Жанр романа определён исследователями по-разному, в зависимости от внимания к той или иной стороне произведения: от «мистерии-буфф», по мнению М.С. Петровского, до «антихождения», с точки зрения И.А. Биккуловой. Развёрнутое исследование, посвященное изучению взаимодействия жанров в прозе М.А. Булгакова 1920-х годов, сделал А.В. Зайцев в своей диссертации. Отдельную главу он посвятил определению жанровых особенностей романа «Белая гвардия». Подчеркнув новаторский характер романа, автор исследования отмечает, что «эпос, лирика и драма составляют в тексте романа неделимый сплав, синтезированное по своей природе единство, не принадлежащее теперь непосредственно ни к одному из перечисленных родов», вследствие чего «Белая гвардия» стала новейшим по своим жанровым формам романом, вобравшим в себя творческие возможности смежных искусств», и может быть охарактеризована «как роман эпического плана, как первое завершённое крупное произведение Булгакова, отличающееся исторической и психологической глубиной»4. Однако конкретного названия жанра автор диссертации не предлагает.

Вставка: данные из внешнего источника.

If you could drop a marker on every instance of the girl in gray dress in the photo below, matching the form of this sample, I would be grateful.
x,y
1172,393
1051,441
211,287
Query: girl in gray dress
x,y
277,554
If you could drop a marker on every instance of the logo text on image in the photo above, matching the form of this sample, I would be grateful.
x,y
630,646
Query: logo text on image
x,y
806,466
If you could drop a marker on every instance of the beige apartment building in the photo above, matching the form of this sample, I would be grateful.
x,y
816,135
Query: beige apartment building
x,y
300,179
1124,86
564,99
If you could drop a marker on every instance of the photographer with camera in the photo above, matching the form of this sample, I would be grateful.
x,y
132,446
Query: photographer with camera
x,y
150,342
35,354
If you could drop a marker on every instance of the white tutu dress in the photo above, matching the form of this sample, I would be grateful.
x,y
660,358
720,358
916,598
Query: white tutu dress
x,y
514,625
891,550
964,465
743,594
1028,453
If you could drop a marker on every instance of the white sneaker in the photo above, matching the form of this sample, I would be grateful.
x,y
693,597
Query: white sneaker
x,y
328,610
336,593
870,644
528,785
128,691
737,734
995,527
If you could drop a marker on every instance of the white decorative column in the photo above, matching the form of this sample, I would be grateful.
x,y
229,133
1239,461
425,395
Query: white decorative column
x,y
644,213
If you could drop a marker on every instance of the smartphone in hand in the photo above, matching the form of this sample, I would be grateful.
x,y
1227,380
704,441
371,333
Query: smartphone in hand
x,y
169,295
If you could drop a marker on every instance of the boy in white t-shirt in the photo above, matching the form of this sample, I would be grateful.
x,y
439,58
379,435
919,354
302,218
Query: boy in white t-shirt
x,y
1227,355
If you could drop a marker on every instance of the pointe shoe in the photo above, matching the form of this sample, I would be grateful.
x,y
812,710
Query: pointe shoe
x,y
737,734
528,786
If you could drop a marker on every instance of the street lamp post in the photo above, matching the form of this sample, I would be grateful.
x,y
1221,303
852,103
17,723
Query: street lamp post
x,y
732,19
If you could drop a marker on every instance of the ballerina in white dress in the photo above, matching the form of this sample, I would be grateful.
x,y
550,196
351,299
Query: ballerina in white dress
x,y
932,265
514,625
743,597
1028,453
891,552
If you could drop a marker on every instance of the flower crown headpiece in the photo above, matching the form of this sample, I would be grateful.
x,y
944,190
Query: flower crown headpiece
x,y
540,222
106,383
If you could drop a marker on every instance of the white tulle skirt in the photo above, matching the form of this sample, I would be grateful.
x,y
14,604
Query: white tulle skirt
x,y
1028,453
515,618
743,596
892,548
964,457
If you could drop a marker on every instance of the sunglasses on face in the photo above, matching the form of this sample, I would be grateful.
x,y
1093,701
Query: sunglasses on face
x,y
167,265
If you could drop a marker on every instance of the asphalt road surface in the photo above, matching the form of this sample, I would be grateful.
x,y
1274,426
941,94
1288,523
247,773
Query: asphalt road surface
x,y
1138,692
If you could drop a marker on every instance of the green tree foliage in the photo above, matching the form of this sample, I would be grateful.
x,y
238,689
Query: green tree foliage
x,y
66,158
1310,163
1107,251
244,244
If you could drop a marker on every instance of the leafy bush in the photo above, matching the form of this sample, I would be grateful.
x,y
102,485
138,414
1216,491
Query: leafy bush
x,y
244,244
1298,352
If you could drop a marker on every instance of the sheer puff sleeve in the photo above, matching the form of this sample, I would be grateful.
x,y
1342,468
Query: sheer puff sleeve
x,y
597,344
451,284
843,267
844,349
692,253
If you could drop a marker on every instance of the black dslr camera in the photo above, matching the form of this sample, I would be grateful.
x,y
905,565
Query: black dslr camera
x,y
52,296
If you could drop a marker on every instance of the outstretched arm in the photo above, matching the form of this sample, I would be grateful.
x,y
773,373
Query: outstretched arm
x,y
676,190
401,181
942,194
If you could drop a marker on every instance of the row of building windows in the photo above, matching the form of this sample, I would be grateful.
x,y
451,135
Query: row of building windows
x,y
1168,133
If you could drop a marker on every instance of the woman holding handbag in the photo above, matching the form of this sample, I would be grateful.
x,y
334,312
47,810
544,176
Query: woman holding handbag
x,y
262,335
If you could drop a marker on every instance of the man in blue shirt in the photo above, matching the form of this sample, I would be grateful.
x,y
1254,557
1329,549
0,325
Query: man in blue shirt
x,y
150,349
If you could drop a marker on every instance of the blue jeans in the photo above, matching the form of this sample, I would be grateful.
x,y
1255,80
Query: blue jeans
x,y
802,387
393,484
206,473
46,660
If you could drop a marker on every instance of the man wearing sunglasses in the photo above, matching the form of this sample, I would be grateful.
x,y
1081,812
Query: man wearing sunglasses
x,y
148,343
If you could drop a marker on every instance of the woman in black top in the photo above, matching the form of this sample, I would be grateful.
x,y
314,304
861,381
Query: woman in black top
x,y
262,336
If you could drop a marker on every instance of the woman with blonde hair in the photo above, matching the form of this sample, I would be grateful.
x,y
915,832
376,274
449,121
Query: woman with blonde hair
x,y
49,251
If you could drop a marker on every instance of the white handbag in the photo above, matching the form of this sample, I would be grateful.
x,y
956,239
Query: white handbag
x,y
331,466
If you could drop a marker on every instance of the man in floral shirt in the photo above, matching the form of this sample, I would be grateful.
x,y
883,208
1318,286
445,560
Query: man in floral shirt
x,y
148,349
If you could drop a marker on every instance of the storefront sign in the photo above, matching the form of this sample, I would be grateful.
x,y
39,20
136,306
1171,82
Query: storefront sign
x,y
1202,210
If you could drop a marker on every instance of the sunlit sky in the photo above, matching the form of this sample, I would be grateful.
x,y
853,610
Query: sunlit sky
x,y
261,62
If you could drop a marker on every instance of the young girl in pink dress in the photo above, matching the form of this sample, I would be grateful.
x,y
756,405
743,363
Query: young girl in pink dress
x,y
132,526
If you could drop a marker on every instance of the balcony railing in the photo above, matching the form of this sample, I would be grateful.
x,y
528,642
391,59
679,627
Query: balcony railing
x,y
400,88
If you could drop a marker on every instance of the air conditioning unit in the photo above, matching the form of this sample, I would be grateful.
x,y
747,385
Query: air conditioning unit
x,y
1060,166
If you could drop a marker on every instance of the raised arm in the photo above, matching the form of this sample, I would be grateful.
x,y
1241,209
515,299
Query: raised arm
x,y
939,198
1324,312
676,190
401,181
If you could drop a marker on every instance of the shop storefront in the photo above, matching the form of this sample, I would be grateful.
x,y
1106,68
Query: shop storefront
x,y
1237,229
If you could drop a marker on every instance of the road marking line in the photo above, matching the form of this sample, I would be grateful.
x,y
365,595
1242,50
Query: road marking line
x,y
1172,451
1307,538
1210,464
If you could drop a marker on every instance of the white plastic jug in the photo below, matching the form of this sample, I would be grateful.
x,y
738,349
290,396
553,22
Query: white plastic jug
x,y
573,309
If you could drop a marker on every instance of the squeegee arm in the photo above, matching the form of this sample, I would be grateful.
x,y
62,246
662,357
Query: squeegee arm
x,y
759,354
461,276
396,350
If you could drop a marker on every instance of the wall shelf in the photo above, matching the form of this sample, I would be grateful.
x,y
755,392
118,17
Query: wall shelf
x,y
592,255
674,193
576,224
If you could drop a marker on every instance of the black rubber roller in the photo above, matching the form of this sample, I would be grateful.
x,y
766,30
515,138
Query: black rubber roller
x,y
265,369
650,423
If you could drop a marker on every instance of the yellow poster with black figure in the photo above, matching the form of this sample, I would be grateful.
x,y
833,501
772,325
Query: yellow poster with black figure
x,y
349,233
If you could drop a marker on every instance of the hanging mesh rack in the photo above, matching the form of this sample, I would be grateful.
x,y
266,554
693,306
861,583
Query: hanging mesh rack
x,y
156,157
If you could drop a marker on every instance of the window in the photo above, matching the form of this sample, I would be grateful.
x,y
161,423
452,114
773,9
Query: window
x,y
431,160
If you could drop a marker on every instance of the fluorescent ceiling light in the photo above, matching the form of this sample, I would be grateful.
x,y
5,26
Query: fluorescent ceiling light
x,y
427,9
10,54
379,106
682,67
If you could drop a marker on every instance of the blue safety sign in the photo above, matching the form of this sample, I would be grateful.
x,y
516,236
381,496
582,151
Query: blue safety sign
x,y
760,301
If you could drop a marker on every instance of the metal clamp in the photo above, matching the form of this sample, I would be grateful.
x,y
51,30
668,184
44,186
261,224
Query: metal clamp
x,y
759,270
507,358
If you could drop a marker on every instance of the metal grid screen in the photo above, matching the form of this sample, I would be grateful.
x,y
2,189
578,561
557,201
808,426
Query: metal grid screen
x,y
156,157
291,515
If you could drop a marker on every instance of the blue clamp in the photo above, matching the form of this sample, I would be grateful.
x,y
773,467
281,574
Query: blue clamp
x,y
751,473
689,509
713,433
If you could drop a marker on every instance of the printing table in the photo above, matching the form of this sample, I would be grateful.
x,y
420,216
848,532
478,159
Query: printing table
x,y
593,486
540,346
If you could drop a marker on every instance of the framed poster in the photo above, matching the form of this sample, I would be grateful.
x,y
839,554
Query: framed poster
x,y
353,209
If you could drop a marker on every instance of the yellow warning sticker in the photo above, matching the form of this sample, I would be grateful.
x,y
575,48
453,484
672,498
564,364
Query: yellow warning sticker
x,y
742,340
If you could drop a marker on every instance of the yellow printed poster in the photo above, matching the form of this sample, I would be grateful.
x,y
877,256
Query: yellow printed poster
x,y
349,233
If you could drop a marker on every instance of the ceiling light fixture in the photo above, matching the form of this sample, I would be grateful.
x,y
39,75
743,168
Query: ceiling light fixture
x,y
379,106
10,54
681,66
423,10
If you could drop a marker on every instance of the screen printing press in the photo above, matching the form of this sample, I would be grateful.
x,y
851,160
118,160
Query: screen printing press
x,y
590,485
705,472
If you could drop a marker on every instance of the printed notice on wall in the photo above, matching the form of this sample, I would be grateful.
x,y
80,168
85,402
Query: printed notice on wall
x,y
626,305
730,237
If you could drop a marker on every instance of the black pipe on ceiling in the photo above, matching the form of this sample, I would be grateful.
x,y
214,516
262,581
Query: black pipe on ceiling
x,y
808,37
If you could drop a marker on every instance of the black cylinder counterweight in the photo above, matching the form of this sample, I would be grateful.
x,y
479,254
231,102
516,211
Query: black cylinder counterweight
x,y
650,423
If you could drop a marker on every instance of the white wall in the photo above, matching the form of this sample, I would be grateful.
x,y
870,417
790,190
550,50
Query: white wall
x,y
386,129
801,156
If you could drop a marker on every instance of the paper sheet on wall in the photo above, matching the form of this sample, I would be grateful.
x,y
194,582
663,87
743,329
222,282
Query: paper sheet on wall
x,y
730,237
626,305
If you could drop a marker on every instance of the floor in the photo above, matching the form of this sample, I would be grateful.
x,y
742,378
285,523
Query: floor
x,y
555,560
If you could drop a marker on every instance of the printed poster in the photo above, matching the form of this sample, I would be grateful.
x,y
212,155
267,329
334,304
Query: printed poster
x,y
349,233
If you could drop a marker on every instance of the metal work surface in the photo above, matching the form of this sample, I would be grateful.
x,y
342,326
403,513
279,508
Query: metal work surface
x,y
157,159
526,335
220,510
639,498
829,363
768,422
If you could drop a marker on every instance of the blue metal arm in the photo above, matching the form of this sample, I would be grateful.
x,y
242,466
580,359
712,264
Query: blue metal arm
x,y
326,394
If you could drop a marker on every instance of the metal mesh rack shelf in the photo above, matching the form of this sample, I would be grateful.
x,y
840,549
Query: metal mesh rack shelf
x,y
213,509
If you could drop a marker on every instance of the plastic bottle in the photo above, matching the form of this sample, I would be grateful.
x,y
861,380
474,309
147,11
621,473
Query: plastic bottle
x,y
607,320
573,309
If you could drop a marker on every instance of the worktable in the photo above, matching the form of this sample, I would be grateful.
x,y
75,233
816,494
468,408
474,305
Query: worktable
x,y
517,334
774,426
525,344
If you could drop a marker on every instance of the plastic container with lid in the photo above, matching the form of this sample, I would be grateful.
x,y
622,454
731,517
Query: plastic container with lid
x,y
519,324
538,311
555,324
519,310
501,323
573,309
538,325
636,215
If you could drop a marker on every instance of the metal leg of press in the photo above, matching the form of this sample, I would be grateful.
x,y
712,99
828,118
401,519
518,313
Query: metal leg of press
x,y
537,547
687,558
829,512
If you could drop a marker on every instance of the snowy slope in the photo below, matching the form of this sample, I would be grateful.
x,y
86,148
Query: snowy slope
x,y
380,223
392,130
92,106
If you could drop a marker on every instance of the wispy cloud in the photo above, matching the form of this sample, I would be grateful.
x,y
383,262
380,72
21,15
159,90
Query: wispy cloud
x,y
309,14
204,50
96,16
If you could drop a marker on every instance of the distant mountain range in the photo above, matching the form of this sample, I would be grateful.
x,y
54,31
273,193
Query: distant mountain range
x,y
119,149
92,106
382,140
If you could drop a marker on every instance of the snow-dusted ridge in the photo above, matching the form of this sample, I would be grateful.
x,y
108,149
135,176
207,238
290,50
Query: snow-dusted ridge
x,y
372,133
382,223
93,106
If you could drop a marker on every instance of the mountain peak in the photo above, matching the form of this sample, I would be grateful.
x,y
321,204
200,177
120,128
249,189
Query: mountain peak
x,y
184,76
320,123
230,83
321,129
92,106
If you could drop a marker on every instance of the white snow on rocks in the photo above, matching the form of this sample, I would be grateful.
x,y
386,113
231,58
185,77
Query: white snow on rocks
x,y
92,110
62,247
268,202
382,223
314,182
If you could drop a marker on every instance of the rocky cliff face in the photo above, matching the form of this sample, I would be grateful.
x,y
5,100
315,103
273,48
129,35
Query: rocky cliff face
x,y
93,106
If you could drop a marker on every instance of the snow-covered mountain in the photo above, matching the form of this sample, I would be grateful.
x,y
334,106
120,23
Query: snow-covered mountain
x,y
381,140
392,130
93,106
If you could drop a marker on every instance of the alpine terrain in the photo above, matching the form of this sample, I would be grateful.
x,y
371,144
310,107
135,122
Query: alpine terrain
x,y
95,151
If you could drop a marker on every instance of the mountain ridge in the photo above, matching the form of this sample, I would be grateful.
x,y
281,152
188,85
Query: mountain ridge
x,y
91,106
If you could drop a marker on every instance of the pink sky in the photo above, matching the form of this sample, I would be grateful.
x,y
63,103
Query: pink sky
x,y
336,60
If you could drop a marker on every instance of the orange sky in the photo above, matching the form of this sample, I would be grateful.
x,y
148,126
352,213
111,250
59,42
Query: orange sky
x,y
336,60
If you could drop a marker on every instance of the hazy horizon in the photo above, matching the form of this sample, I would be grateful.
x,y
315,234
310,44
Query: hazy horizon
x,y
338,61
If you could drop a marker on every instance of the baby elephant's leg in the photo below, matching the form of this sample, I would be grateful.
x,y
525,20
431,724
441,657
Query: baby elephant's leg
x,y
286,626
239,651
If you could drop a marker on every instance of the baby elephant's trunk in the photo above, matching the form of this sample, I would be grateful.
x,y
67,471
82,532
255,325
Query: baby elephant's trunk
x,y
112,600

Завершая наше исследование, мы считаем, что можно определить жанр «Белой гвардии» как жанр эсхатологической эпопеи. С одной стороны, произведение соответствует всем характеристикам романа-эпопеи. В нём можно отметить наличие повествовательных особенностей: мобильности повествовательной точки зрения; разнообразие форм авторского присутствия; гибкость повествовательной структуры, способной органично сочетать черты собственно эпопейного и романного, хроникально-исторического и очеркового и других разновидностей повествования. Для романа свойственно сочетание «мысли исторической» и «мысли семейной». В нём присутствуют все особенности композиции: кольцевой характер, традиционно романный зачин, переплетение семейно-бытового и хроникально-исторического сюжетов, отсутствие развязки и принципиальная открытость финала, наличие вставных элементов — иножанровых включений5. С другой стороны, в нашем исследовании рассматривался своеобразный характер булгаковского историзма, который можно назвать эсхатологическим. Отсюда следует, что определение эсхатологическая эпопея будет наиболее полно соответствовать жанровым особенностям «Белой гвардии».

Данное понятие отражает не только своеобразие тематики, проблематики, идейной сути и масштаба произведения, но и необычность художественной формы, не имеющей аналогов к моменту написания в русской литературе.

Примечания

1. Подобную мысль можно встретить в работах Биккуловой И.А., Гаспарова Б.М., Пермяковой Н.А., Петровского М.С., Щукиной Д.А. и др.

2. Майкапар А.Е. Страшный Суд // Новый завет в искусстве: Очерки иконографии западного искусства. — М.: КРОН-ПРЕСС, 1998. — С. 301.

3. Николаев О.Р., Тихомиров Б.Н. Эпическое православие и русская культу ра // Христианство и русская культура: сборник статей РАН Ин-т рус. литературы (Пушкинский Дом). — СПб.: Наука, 1996. — С. 5.

4. Зайцев А.В. Взаимодействие жанров в прозе М.А. Булгакова 1920-х годов // Автореф. дис. ... канд. фил наук. — М., 1998. — С. 18.

5. Черты жанровой поэтики романа-эпопеи даны по материалам статьи Ланина Б. Роман-эпопея // Литература (еженедельное приложение к газете «Первое сентября»). — 1998. — № 7. — С. 9.